On the second day of the conference, delegates elected candidates for the "Top Six" leadership positions (president, deputy president, chairperson, secretary general, deputy secretary general and treasurer). Voting ran through the night on 17 to 18 December, and the results, announced on the evening of Monday 18 December, were as follows (victorious candidates in bold):

| Position | Candidate | Votes |  |
| President | Cyril Ramaphosa | 2,440 | 51.90% |
| Nkosazana Dlamini-Zuma | 2,261 | 48.10% |
| Deputy President | David Mabuza | 2,538 | 54.03% |
| Lindiwe Sisulu | 2,159 | 45.97% |
| National Chairperson | Gwede Mantashe | 2,418 | 51.59% |
| Nathi Mthethwa | 2,269 | 48.41% |
| Secretary General | Ace Magashule | 2,360 | 50.26% |
| Senzo Mchunu | 2,336 | 49.74% |
| Deputy Secretary General | Jessie Duarte | 2,474 | 52.78% |
| Zingiswa Losi | 2,213 | 47.21% |
| Treasurer General | Paul Mashatile | 2,517 | 53.61% |
| Maite Nkoana-Mashabane | 2,178 | 46.39% |

Ramaphosa and Dlamini-Zuma had campaigned alongside slates of "preferred" candidates for the other Top Six positions. Of those elected, Gwede Mantashe and Paul Mashatile had run on the Ramaphosa slate; the other three winners campaigned with Dlamini-Zuma. Although all the races were close, the Secretary General contest was the tightest, with Free State Premier Ace Magashule winning by only 24 votes.

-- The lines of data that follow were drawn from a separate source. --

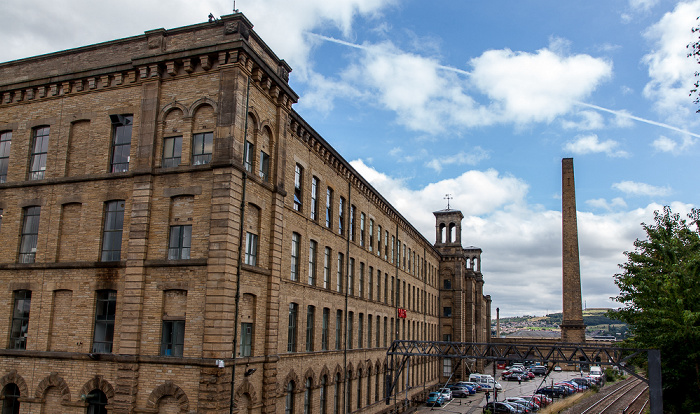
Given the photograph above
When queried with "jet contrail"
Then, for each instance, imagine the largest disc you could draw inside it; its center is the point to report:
(464, 72)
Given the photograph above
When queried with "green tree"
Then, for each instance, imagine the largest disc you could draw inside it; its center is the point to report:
(660, 296)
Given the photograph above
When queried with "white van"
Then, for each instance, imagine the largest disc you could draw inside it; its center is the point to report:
(486, 381)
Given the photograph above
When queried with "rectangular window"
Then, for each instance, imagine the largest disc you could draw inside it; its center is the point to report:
(361, 286)
(246, 339)
(264, 171)
(350, 329)
(339, 329)
(39, 151)
(30, 234)
(121, 142)
(5, 142)
(314, 198)
(329, 207)
(251, 249)
(341, 215)
(339, 281)
(352, 223)
(369, 331)
(172, 151)
(296, 239)
(370, 283)
(112, 231)
(327, 268)
(351, 277)
(298, 180)
(362, 229)
(360, 330)
(202, 146)
(248, 156)
(292, 328)
(20, 319)
(180, 242)
(312, 262)
(105, 311)
(324, 329)
(173, 338)
(310, 319)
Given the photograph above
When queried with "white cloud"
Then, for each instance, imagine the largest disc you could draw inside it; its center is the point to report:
(671, 72)
(537, 87)
(589, 144)
(588, 120)
(476, 155)
(521, 243)
(635, 188)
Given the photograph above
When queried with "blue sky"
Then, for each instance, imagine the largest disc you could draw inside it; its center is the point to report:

== Election of the National Executive Committee ==

The other 80 members of the National Executive Committee were elected and announced at the end of the conference. 235 candidates appeared on the ballot sheets, and 4,283 ballots were cast among the 4,776 eligible voters. The committee as constituted at the conference has been described as evenly split between Zuma supporters and Ramaphosa supporters. Among the incumbents who failed to gain re-election were Communist Party leaders Blade Nzimande and Thulas Nxesi, head of the umKhonto we Sizwe Military Veterans' Association Kebby Maphatsoe, and party stalwart Winnie Madikizela-Mandela. The following ten candidates received the most votes:

1. Zweli Mkhize (2,550 votes)
2. Lindiwe Zulu (2,280 votes)
3. Reginah Mhaule
4. David Masondo (2,076 votes)
5. Malusi Gigaba (2,029 votes)
6. Ronald Lamola
7. Violet Siwela (2,009 votes)
8. Zizi Kodwa (1,998 votes)
9. Nkosazana Dlamini-Zuma (1,975 votes)
10. Obed Bapela

== Resolutions ==
Notable resolutions agreed at the Conference included that the ANC should pursue land expropriation without compensation as a matter of national policy, that the mandate of the South African Reserve Bank should be expanded, and that ANC members alleged to have been involved in corruption should "step aside" pending further investigation. The former two resolutions are considered triumphs of the so-called Radical Economic Transformation faction over the Ramaphosa-aligned faction, and the implementation of all three has been much contested.